At their birth, amino acid chains face a problem: they must fold up correctly into a fully functional protein that is productive for the cell. The folding can occur in countless ways but only one way is correct. In brief, the protein must solve a sort of Rubik's cube at the nanoscale. Up until now it has been assumed that random movements of the chain eventually resulted in the correct shape. Research in the laboratory of prof.dr.ir. Sander Tans has shown that this is not the full story. The molecular puzzle is actively solved by 'players': other proteins that physically grab hold of the folding chain and push it into the correct shape.
The players of the molecular Rubik's cube are called chaperones. For a long time it has been known that chaperone proteins are important for the formation of new proteins. However, up until now it was thought that they only performed two tasks: holding the sticky amino acid chains apart before the start of the folding process to prevent large lumps of protein from forming and helping to unfold wrongly folded proteins so that the protein can make a new attempt.
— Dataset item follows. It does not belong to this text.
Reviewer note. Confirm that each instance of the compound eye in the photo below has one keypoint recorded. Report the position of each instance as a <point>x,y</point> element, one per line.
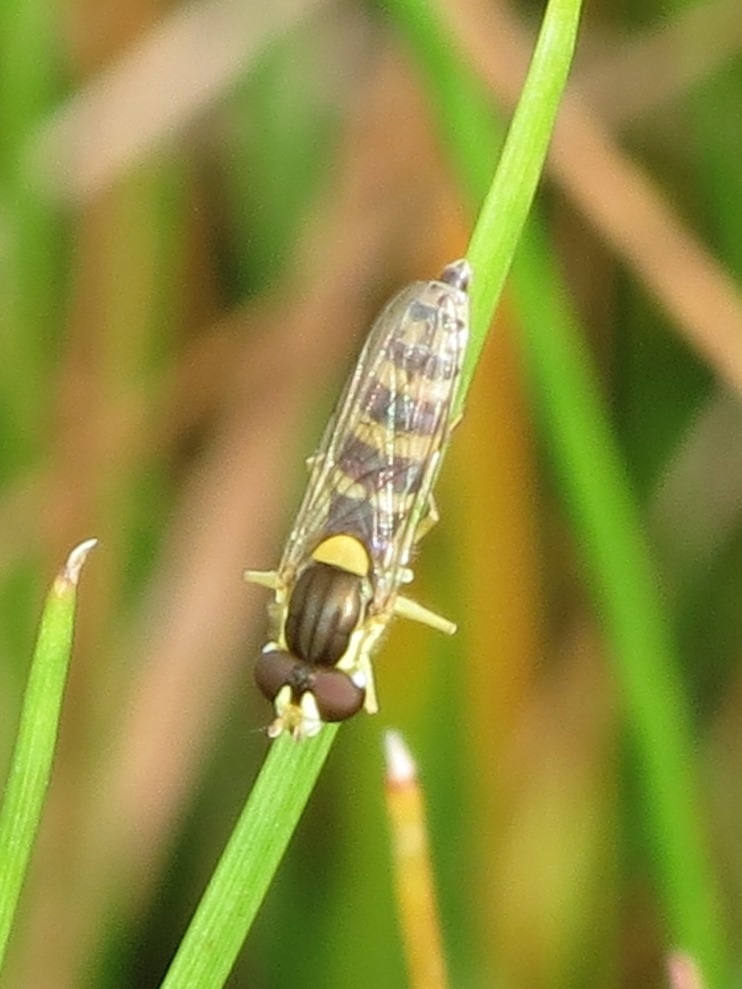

The new research made it clear that a chaperone, called 'Trigger Factor', grabs proteins during the folding and by doing this helps to solve the folding puzzle. How that happens is surprisingly simple and elegant. Several chaperones bind to a single amino acid chain and divide the problem into simpler, smaller subproblems. This allows an amino acid chain to fold independently at several locations and therefore form a complex protein without error. This general principle also immediately explains how one type of chaperone can bind to so many different types of protein and help these to fold.
The researchers made this breakthrough possible by measuring a single folding protein. They attached small plastic beads to the folding protein, which were in turn picked up by a laser beam. As folding makes the amino acid chains shorter, the beads shifted and the laser registered that. This allowed the researchers to follow the folding process by measuring the length of the chains.
The researchers saw that the protein assumed different lengths step-by-step. This indicated that at some moment the protein was partially folded, an effect that can be attributed to the chaperones that stabilized the folded part of the protein. Without the help of the chaperones the protein would change from unfolded to completely folded in a single step.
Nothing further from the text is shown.